4. Mai 2015

Lasst den Lehrern genug Freiheiten

Die vielen Schulsysteme in der Schweiz sind bizarr. Allerdings dürfen die Lehrer nicht bevormundet werden.
Kommentar von Anja Burri, Tages Anzeiger, 3.5.


Der Lehrplan 21 kommt immer stärker unter Druck. Bereits in jedem zweiten Deutschschweizer Kanton arbeiten Komitees daran, seine Einführung zu verhindern. Sind sie erfolgreich, gibt es in verschiedenen Kantonen keinen Lehrplan 21 oder eine derart umgeformte Version, dass das ursprüngliche Ziel verfehlt wird.
Leider wird dieses Ziel in den Debatten oft ausgeblendet. Dabei kann es nicht genug betont werden: Alle Schulkinder sollen nach den gleichen Lernzielen unterrichtet werden. Familien sollen endlich ohne Probleme von einem Kanton in den anderen ziehen können. In einem so kleinen Land wie der Schweiz muten die vielen verschiedenen Schulsysteme bizarr an. Deren Angleichung ist auch demokratisch legitimiert: 2006 sagte das Stimmvolk deutlich Ja zum ­entsprechenden Bildungsartikel in der Verfassung.
Trotzdem darf das Harmonisierungsziel nicht dazu führen, dass die Lehrer vom Staat bevormundet werden. Sie arbeiten jeden Tag mit den Schülern und wissen am besten, was für diese gut ist. Beim Sammelfach «Wirtschaft, Arbeit, Haushalt» droht der Lehrplan 21 dieses Prinzip auszuhebeln. Es wurde nach neusten wissenschaftlichen Erkenntnissen geformt.

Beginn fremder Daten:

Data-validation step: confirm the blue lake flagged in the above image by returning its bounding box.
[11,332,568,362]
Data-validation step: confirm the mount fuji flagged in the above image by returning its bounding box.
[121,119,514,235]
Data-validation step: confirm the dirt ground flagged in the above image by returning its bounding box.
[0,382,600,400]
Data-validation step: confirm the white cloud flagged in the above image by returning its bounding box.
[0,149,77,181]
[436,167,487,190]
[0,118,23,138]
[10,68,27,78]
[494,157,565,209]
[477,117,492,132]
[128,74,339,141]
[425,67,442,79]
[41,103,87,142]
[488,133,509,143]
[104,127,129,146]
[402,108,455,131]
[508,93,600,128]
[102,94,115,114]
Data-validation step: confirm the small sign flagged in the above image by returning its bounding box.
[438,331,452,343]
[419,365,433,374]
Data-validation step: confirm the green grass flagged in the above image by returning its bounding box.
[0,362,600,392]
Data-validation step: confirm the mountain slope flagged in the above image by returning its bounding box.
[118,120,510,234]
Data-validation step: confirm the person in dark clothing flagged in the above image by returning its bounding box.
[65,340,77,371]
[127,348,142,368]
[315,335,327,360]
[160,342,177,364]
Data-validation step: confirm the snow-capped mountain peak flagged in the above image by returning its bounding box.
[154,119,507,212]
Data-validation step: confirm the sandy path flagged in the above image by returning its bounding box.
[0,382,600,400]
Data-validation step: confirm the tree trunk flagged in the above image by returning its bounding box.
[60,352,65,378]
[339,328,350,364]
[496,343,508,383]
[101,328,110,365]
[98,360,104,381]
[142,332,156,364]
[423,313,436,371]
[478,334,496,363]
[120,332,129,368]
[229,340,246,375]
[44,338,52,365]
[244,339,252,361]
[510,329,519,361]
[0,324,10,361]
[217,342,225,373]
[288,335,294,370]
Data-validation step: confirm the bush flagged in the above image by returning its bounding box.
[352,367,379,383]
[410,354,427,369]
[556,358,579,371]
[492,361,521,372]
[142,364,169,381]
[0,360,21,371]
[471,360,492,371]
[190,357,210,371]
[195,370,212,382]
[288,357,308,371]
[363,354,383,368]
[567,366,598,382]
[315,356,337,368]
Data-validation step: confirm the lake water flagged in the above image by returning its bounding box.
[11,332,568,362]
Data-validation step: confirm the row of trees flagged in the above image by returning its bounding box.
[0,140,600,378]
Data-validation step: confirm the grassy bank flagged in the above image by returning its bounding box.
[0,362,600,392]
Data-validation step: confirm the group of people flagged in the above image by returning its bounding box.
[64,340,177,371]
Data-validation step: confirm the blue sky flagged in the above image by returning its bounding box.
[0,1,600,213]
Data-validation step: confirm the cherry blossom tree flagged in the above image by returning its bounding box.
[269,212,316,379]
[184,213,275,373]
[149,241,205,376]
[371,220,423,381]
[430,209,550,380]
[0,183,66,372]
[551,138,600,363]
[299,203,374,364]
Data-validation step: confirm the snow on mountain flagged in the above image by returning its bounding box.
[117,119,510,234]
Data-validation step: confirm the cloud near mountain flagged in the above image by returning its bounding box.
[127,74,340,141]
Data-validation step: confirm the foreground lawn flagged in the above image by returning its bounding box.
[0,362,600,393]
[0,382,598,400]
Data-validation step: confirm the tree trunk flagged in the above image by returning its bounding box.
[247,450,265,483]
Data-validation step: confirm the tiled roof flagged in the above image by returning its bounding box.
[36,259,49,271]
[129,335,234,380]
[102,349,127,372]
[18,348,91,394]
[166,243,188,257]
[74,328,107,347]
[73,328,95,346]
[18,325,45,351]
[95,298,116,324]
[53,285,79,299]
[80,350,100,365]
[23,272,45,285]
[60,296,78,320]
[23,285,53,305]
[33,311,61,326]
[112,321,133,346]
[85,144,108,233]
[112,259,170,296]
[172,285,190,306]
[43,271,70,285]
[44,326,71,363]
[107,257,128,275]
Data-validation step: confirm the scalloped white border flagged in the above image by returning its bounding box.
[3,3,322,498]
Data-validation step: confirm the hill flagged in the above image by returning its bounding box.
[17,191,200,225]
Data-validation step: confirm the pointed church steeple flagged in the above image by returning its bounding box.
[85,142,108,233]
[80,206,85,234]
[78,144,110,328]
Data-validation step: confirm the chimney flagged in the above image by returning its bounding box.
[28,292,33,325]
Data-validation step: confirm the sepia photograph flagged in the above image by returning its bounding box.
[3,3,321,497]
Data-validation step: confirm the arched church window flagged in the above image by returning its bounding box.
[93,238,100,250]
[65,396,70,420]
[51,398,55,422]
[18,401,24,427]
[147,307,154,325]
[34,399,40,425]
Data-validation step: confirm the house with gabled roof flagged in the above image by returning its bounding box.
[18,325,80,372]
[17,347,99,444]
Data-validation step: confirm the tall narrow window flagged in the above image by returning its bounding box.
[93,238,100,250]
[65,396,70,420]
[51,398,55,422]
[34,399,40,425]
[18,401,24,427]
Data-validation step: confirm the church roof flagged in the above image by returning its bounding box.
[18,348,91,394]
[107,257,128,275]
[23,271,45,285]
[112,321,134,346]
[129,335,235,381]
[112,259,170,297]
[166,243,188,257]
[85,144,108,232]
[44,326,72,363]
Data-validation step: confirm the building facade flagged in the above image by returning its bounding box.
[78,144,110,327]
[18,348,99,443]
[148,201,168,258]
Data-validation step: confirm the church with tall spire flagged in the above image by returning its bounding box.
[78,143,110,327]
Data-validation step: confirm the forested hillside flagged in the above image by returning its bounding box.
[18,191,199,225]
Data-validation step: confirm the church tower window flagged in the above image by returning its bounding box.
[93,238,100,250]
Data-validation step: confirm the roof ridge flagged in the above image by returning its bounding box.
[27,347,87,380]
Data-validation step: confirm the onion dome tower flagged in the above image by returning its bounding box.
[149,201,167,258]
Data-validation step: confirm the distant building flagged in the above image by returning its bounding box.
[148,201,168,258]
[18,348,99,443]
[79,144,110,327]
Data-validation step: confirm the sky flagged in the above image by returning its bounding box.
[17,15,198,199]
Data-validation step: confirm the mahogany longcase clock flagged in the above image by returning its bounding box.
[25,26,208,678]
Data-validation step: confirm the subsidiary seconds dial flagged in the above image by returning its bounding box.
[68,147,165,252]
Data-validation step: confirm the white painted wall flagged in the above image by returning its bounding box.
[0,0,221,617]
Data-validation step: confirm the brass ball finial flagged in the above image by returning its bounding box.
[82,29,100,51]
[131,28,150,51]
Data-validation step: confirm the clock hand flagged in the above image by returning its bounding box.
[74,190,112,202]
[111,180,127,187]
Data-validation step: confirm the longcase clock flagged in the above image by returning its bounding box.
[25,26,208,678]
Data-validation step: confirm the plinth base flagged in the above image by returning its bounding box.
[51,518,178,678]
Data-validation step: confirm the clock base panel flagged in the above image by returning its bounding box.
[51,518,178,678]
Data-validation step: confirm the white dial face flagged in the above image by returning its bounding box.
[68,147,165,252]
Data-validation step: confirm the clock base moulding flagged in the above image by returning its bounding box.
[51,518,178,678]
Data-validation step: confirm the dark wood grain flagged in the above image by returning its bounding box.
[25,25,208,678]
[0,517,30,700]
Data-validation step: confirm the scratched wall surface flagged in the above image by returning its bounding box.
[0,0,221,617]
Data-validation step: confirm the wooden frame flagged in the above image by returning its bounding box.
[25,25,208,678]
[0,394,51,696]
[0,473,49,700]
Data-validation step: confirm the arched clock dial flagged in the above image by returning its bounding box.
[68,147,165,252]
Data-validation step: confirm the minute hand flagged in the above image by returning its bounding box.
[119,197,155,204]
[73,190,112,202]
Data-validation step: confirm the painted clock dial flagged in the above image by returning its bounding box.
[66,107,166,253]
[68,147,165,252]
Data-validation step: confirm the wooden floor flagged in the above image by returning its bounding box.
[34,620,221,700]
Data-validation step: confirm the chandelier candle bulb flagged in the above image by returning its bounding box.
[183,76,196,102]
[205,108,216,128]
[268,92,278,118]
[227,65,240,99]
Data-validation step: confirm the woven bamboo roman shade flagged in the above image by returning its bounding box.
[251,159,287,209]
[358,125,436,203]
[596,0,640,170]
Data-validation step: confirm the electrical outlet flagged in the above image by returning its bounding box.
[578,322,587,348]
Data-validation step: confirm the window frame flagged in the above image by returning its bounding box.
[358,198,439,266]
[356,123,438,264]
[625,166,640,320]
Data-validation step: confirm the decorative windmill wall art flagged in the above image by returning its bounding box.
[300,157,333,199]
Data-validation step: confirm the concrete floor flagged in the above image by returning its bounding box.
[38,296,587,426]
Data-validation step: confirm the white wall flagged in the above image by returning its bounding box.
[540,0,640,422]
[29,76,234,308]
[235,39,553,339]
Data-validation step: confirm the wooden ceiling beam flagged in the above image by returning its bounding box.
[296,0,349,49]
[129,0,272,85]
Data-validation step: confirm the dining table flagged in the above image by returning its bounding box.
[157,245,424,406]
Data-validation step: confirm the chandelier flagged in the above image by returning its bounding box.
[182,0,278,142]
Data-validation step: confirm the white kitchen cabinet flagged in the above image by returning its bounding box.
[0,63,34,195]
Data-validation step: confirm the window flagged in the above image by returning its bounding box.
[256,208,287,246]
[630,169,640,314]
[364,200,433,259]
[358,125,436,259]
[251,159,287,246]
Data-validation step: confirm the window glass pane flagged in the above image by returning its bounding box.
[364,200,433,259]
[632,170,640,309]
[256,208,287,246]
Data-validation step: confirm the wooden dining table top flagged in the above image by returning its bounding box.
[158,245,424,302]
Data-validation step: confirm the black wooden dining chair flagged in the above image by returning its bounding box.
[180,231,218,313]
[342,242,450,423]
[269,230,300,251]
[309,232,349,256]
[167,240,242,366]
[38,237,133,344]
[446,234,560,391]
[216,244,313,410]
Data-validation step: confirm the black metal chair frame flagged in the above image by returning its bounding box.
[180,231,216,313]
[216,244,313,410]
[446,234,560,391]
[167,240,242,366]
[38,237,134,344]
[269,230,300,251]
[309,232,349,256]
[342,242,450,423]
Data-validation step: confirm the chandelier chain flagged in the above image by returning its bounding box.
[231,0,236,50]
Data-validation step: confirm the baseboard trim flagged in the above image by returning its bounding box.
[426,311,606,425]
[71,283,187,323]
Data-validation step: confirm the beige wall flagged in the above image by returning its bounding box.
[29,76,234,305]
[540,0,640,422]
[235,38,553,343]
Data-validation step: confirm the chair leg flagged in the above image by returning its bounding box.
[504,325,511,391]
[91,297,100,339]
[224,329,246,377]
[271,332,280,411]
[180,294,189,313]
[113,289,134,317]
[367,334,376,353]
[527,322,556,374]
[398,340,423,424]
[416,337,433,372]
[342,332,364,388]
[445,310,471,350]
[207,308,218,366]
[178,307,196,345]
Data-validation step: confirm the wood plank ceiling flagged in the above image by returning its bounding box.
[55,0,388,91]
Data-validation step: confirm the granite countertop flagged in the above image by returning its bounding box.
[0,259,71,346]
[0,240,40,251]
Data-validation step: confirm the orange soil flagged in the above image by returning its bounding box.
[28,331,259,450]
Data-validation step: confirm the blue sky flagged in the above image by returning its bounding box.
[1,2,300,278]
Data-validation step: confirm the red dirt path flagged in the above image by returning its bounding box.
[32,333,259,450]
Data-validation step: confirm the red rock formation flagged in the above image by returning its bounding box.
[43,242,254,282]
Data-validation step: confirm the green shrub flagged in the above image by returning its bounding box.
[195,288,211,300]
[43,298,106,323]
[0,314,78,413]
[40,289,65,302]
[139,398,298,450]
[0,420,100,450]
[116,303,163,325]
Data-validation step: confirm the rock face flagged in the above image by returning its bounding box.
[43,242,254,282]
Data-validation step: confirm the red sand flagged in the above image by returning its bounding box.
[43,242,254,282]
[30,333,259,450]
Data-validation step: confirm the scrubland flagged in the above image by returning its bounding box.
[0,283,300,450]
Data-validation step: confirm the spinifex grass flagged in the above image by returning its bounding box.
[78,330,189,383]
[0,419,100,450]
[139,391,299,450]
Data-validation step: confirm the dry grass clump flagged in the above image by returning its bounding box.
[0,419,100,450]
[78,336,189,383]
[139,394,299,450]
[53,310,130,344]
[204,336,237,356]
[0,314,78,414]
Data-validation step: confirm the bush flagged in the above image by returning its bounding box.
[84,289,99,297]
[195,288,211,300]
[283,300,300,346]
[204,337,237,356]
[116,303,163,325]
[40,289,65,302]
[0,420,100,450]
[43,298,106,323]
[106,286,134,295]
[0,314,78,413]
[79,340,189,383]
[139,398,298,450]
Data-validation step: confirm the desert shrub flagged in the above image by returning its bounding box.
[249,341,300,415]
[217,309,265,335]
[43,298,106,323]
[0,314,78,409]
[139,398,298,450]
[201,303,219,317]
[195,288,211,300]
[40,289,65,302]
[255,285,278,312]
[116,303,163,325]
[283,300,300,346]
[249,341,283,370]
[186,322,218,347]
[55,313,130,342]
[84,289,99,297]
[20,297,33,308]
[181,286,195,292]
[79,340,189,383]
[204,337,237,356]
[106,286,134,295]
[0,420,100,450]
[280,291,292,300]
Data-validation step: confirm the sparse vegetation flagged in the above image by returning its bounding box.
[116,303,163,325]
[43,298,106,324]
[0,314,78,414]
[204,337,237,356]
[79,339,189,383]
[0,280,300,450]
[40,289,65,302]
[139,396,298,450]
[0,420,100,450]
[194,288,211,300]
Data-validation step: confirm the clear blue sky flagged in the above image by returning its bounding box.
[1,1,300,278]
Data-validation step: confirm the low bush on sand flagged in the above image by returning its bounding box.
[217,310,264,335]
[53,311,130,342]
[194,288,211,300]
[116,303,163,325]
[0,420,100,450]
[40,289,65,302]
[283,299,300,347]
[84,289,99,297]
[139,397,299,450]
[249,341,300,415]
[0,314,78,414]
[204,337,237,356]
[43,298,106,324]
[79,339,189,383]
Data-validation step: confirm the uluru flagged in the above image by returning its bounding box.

Doch vor lauter neuen Bedürfnissen – etwa nach Wirtschaftskompetenzen – ging das unter, was sich seit Jahrzehnten bewährt: Das Arbeiten mit den Händen, das Kochen, ist nur noch ein Nebenthema.
Es ist beeindruckend, mit Hauswirtschaftslehrerinnen zu sprechen. Zu hören, wie Schüler beim Kochen mit Masseinheiten arbeiten, die sie in der Mathestunde nie begriffen; wie eine sonst schwierige Klasse mit Herzblut den extra eingeladenen Klassenlehrer bekocht. Die Umsetzung des Lehrplans 21 – etwa die Festlegung der Stundentafeln – liegt nun bei den Kantonen. Jeder ist selber dafür verantwortlich, dass das Projekt nicht an einer Volksinitiative scheitert.
Die Schlüsselpersonen sind die Lehrer. Sie müssen ihre pädagogischen Freiheiten behalten. Sie sollen mit den Schülern so oft ­kochen können, wie es für sie sinnvoll ist. Das Prinzip gilt für alle Fächer. Muss ein Kanton das Stimmvolk in einem Abstimmungskampf vom Lehrplan 21 über­zeugen, braucht er zufriedene Lehrer an seiner Seite.